“Kurasa sakitku ini agak lama, Niang. Soalnya aku kan jarang sakit,” kata Naih ketika Uniang Juwai sudah duduk di hadapannya.
“Jangan terlalu melebih-lebihkan, Naih! Kalau ingin bermanja-manja jangan denganku, tapi cari istri!” sembur Uniang Juwai gemas.
Naih meringis. “Kalau aku punya istri, aku tak kan mau lagi jadi dukun. Aku juga tak kan menggantungkan hidupku lagi pada Uniang. Aku akan bekerja keras demi anak dan istriku.”
“Hah! Kenapa baru sekarang kau punya pikiran seperti itu, Naih?” Uniang Juwai tak kuasa menahan tawanya.
“Kenapa Uniang tertawa?” Naih memandangnya tak suka.

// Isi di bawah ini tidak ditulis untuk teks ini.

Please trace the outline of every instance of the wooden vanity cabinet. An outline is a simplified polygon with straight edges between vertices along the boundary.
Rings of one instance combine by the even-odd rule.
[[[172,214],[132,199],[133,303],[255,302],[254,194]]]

“Jika suratan tanganmu memang hanya jadi dukun kampung, maka itulah yang akan kau jalani seumur hidup. Dan jika suratan tanganmu pula menjadi bujang lapuk, maka selamanya kau akan jadi bujang lapuk. Naih, Naih, berangan-angan sajalah kerja kau!” Uniang Juwai tersenyum mengejek sambil menggeleng-gelengkan kepala.
“Uniang jangan asal bicara! Aku memang tak punya apa-apa sebagai modal hidup selain berdukun, tapi Uniang juga lihat diri Uniang sendiri!” Naih tampak tersinggung.
“Kenapa dengan diriku?”
“Apa Uniang tidak sadar dengan umur? Sebentar lagi mau masuk liang kubur tapi masih sibuk dengan penampilan. Yang namanya umur, jika sudah tua, tetap saja tua! Mana bisa dirubah jadi muda! Dan yang namanya wajah, jika memang sudah buruk dari sananya, maka akan tetap saja buruk selamanya!”

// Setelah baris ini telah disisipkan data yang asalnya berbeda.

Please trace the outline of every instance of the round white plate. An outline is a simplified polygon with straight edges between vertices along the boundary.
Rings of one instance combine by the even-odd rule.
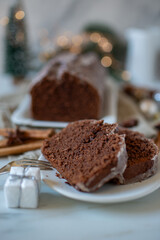
[[[41,155],[39,159],[44,159]],[[105,184],[102,188],[94,193],[84,193],[77,191],[70,186],[65,179],[56,176],[57,171],[42,171],[43,181],[56,192],[81,201],[95,203],[118,203],[135,200],[144,197],[160,187],[160,162],[158,172],[140,183],[128,185]]]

“Kurang ajar kau, Naih! Tak kuberi uang lagi, baru tahu rasa kau!” bentak Uniang Juwai dengan mata nyalang.
“Uniang yang memulai! Meski aku orang miskin, tapi aku tidak sudi dihina terus!” Naih tak mau kalah. Sebagai laki-laki, harga dirinya tersentil juga oleh kata-kata kakaknya yang kasar itu. Seperti Uniang Juwai yang begitu marah jika soal umurnya disebut-sebut, maka bagi Naih soal julukan bujang lapuk itu adalah hal yang paling sensitif untuk diungkit-ungkit.